Morgens um neun in Berlin-Moabit. Schnellen Schrittes überquert die Frau mit dem Pippi-Langstrumpf-roten Haar die Kirchstraße, einen Becher Möhrenmultivitaminsaft in der einen, das Handy in der anderen Hand, der Mantel wehend. Ruft schon von Weitem: „Guten Morgen, schön, dass Sie da sind.“ Ein Blick auf die Uhr. „Jetzt aber schnell, wir müssen hoch.“
European Democracy Lab. Ein heller Altbau, erster Stock. Im Flur Flyer, an den Wänden Plakate: F(EU)ture Festival. Die Mitarbeiter des Thinktanks sitzen schon an den Laptops, checken Rednerlisten, treffen letzte Absprachen. Das Lab feiert seinen fünften Geburtstag. Zwei Wochen lang Vorträge, Theater, eine Ausstellung in Kreuzberg.
Denn Ulrike Guérot will ihre Botschaft so laut wie möglich ins Land rufen: Wir brauchen ein neues Europa. Ihr Mantra: ein Markt, eine Währung, eine Demokratie. Heißt: gleiches Wahlrecht, gleiches Steuerrecht, gleiche Sozialleistungen, von Riga bis Athen, von Lissabon bis Warschau.

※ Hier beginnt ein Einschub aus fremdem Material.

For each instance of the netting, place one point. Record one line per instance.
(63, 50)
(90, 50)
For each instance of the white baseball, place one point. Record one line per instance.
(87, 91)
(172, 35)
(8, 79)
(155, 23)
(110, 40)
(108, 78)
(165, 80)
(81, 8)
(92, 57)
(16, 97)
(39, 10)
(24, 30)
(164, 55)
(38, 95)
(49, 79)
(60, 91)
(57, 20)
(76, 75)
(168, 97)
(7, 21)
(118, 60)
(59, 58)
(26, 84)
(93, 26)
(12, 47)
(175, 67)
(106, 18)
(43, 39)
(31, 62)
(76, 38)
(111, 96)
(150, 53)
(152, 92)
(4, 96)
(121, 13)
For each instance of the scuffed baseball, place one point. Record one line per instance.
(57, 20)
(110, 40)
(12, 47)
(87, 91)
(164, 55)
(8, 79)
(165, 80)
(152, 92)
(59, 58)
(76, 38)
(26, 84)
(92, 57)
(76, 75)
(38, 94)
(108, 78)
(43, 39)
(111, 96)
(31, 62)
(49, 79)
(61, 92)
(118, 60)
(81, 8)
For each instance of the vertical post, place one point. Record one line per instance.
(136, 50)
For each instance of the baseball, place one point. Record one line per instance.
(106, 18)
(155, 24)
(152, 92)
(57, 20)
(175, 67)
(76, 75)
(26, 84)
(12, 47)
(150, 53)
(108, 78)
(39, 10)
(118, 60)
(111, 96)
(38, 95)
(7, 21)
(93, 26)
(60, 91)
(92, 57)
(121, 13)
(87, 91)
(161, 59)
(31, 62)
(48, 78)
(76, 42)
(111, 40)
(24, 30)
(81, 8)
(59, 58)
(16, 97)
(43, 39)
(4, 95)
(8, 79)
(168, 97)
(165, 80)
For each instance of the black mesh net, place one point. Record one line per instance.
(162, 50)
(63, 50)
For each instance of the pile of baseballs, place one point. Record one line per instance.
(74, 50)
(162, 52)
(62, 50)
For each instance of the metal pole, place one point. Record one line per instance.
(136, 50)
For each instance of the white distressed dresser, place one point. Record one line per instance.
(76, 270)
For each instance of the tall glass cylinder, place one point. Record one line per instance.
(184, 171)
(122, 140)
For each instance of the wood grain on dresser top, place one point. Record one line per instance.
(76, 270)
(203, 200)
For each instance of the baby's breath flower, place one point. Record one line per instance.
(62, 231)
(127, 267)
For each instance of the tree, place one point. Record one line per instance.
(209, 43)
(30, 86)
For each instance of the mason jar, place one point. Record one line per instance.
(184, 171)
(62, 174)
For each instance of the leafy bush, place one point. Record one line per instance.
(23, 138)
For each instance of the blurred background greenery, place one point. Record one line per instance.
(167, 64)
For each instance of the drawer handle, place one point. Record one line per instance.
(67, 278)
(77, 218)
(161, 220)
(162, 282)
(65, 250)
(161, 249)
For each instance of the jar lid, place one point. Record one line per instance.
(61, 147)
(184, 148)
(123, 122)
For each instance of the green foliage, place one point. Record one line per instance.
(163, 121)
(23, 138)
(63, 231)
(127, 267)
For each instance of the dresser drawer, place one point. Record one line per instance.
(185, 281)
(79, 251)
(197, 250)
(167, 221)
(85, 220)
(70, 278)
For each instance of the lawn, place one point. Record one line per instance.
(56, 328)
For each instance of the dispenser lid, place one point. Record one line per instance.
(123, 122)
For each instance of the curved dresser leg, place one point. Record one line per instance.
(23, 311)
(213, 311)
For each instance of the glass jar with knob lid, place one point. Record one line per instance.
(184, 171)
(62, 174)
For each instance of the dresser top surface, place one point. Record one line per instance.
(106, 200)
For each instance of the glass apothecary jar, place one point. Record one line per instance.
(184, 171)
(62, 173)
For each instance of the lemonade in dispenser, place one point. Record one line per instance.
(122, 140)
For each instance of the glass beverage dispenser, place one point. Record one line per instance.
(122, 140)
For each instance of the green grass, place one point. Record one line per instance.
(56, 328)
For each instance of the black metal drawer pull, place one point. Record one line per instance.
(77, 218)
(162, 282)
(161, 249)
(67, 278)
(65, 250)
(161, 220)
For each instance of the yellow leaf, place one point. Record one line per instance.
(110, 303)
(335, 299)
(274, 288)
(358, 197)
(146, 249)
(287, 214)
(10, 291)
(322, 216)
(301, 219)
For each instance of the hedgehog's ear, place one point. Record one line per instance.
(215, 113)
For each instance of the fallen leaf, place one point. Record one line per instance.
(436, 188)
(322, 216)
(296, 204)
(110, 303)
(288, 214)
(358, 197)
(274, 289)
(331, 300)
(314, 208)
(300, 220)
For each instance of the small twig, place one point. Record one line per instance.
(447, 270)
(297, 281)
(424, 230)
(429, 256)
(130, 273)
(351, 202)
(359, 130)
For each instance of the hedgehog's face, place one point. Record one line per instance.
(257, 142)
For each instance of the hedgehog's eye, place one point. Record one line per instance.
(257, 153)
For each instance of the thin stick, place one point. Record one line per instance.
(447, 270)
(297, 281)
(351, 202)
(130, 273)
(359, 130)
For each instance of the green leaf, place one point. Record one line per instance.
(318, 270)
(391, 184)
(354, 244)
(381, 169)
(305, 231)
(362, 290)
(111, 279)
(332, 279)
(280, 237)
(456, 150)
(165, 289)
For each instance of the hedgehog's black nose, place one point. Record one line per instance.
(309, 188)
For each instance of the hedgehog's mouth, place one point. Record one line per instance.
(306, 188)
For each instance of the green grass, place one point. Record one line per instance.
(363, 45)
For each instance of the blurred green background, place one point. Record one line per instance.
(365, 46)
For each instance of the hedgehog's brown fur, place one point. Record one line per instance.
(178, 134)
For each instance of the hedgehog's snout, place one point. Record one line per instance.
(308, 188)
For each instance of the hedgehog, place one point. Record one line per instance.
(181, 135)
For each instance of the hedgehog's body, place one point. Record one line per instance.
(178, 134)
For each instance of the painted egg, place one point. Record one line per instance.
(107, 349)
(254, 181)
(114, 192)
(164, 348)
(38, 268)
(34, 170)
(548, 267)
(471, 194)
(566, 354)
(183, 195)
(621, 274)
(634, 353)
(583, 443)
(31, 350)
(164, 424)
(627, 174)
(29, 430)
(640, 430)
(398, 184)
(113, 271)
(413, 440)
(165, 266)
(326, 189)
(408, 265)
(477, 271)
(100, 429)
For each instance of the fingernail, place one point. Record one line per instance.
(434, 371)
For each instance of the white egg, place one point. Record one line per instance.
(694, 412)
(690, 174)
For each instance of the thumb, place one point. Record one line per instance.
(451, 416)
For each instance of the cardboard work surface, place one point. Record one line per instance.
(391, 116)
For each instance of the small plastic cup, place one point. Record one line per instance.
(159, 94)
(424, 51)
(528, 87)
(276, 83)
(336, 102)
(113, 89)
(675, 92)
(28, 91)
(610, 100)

„Nur wenn alle Bürger gleich sind vor dem Recht und gemeinsam über Markt und Geld entscheiden können, kann so eine Union funktionieren, nur dann werden sie die Bürger auf Dauer wollen“, sagt Guérot. „Gleichheit vor dem Recht – ohne geht keine Demokratie. Cicero nannte das: Republik.“ Eine Europäische Republik.
Endlich findet sie einen Resonanzboden
Seit gut fünf Jahren zieht Ulrike Guérot mit dieser Botschaft durch die Lande. 2016 fasst sie ihre politische Utopie in ein Buch: „Warum Europa eine Republik werden muss!“ Es löste einen Sturm aus, der Guérot fast selbst hinwegfegt. Jeder will sie auf der Bühne haben, Vorträge, Pressetermine, TV-Debatten, neunzig Anfragen im Monat. Guérot lässt sich vom Sturm tragen, bis heute. Endlich hat sie einen Resonanzboden.

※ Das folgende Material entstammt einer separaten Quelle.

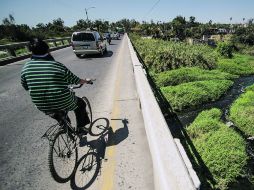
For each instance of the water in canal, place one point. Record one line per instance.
(186, 117)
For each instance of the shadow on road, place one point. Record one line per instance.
(90, 57)
(88, 166)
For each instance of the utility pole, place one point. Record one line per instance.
(86, 9)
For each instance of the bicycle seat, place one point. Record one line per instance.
(60, 116)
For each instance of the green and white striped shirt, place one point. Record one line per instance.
(47, 82)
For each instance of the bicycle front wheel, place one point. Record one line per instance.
(88, 109)
(62, 158)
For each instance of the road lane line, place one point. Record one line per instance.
(109, 170)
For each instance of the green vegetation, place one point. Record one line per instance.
(3, 54)
(195, 93)
(225, 49)
(242, 112)
(220, 147)
(238, 65)
(161, 55)
(189, 74)
(21, 51)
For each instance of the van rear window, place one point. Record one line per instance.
(83, 37)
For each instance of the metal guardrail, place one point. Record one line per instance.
(171, 166)
(11, 49)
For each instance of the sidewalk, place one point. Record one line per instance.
(129, 164)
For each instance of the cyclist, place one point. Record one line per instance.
(47, 82)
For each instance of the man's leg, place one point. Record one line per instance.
(81, 115)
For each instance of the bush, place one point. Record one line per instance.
(242, 112)
(225, 49)
(183, 75)
(205, 122)
(161, 55)
(193, 94)
(221, 149)
(239, 65)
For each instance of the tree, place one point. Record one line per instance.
(9, 21)
(178, 27)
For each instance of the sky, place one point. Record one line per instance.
(32, 12)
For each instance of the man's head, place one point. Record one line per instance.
(38, 47)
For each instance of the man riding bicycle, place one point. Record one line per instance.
(47, 82)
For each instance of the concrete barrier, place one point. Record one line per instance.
(172, 169)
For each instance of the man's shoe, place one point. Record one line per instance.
(82, 131)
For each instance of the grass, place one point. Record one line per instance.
(21, 51)
(242, 112)
(221, 149)
(3, 54)
(238, 65)
(196, 93)
(189, 74)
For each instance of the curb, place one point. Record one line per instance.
(171, 166)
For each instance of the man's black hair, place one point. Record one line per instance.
(38, 47)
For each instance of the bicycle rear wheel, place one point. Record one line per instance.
(88, 109)
(99, 127)
(62, 158)
(87, 170)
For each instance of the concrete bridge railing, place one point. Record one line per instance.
(18, 51)
(171, 167)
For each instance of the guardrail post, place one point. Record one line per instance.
(11, 52)
(27, 48)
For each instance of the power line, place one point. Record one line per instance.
(151, 9)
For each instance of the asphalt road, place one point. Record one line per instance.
(126, 163)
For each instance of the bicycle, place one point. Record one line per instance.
(63, 143)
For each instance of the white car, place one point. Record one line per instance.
(88, 42)
(115, 36)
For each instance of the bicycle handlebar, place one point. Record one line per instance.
(80, 85)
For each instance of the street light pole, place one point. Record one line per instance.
(86, 9)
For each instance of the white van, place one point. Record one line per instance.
(88, 42)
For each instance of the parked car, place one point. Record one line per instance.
(115, 36)
(107, 36)
(88, 42)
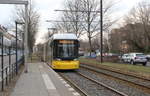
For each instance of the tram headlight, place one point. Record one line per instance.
(58, 59)
(75, 59)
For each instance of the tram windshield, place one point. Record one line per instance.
(65, 49)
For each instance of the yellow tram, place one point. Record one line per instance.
(62, 51)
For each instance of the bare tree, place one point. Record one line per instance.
(140, 15)
(33, 22)
(84, 18)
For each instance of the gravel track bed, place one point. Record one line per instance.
(115, 84)
(91, 88)
(125, 77)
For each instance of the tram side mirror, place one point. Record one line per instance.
(51, 44)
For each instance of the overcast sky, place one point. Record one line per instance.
(46, 9)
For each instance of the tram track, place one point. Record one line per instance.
(99, 85)
(74, 85)
(134, 80)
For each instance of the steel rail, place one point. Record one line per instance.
(102, 84)
(128, 81)
(74, 85)
(119, 72)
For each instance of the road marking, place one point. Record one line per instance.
(64, 82)
(76, 94)
(48, 83)
(71, 89)
(40, 66)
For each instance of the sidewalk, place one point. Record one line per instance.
(40, 81)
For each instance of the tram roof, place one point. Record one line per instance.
(67, 36)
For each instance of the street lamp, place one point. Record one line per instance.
(16, 23)
(101, 30)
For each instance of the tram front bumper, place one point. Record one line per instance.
(65, 65)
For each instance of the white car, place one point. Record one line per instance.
(134, 58)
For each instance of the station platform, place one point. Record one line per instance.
(41, 80)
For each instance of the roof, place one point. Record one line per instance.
(67, 36)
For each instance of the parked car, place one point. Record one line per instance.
(4, 53)
(125, 57)
(134, 58)
(148, 57)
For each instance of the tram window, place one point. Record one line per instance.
(65, 50)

Sie lebt aus dem Koffer, Wien, Berlin, Brüssel, Paris, hat Termine in „deutschen Städten, von denen wusste ich gar nicht, dass es sie gibt“. Kino? Freizeit? Durchatmen? Keine Zeit. „Ich nehme das Handy mit aufs Klo.“ Guérot lacht. Manchmal wird es ihr selbst schwindelig. „Ich fühle mich wie in einem Staubsauger.“
Aber sie kann und will nicht anders. Europa ist Topthema, durch die Krisen der vergangenen Jahre in die Wohnzimmer gespült. Nun die Europawahl. „The moment is now.“ Undenkbar, ihn verstreichen zu lassen.

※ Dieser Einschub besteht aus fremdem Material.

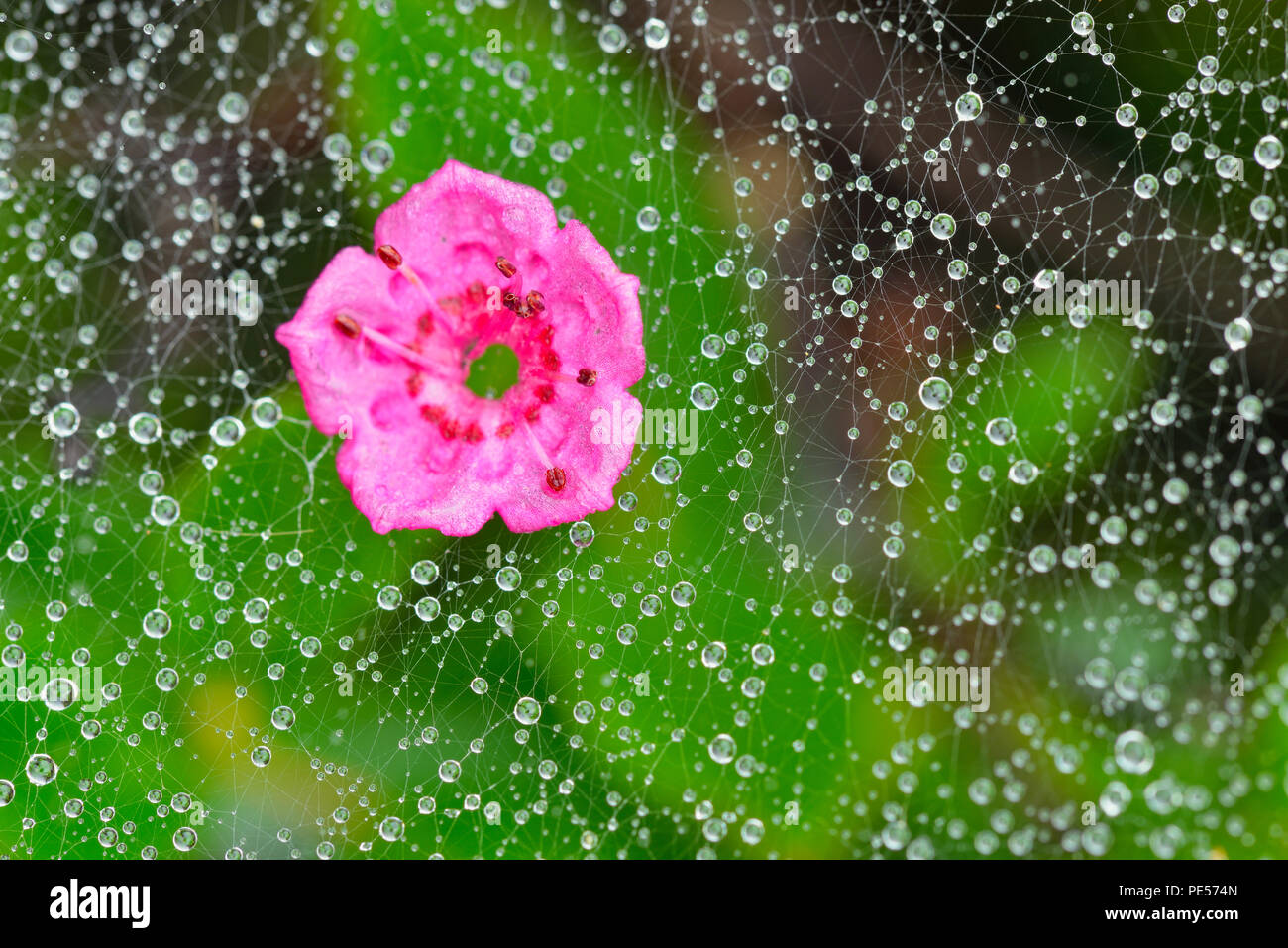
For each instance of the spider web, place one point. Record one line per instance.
(844, 219)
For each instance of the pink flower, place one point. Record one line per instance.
(381, 348)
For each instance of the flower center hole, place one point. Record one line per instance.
(493, 372)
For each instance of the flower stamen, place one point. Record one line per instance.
(390, 258)
(555, 476)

Der erste Pressetermin. Podcast-Interview. Wie soll das konkret gehen mit der Republik, Frau Guérot? Sie erzählt von Zehnjahresplänen, europäischen Steuer- und Sozialversicherungsnummern, Stichtagsregelungen. Präzisiert Unterschiede zwischen Eurozone und EU 28, skizziert harte Aushandlungsprozesse über die Höhe von Mindestlohn und Arbeitslosengeld, schildert wie über „sozioökonomische Anpassungsprozesse die nächsten Alterskohorten in das neue europäische Konstrukt hineinsozialisiert werden könnten“. Klar, der Weg zur Republik ist kein Spaziergang. „Aber beim Marathon ist auch das letzte Stück das schwerste – die Läufer schaffen es trotzdem.“
„War ganz gut, oder?“, sagt Guérot und lässt sich auf das weiße Sofa sinken. Manchmal lädt sie zum Sofatalk ins Lab. Und die Leute kommen, selbst nach Moabit. Links deutsch-türkische Muskelboys im Fitnessstudio, rechts ein veganes Café. Ein Schmuddelstadtteil im Umbruch, das passt genau zu Guérots Konzept: Neue Wege wagen, wie mit der Republik.
Die EU – eine Baustelle
Dabei hätte sie Europa beinah aufgegeben. Als im Juni 2012 der EU-Gipfel Eurobonds und Fiskalunion eine Absage erteilt, zerriss es ihren Glauben an die EU. Was machten die Deutschen da, wieso waren sie so verbissene Gegner dieser Maßnahmen? Wie sollte die EU ohne diese Reformen weiterbestehen?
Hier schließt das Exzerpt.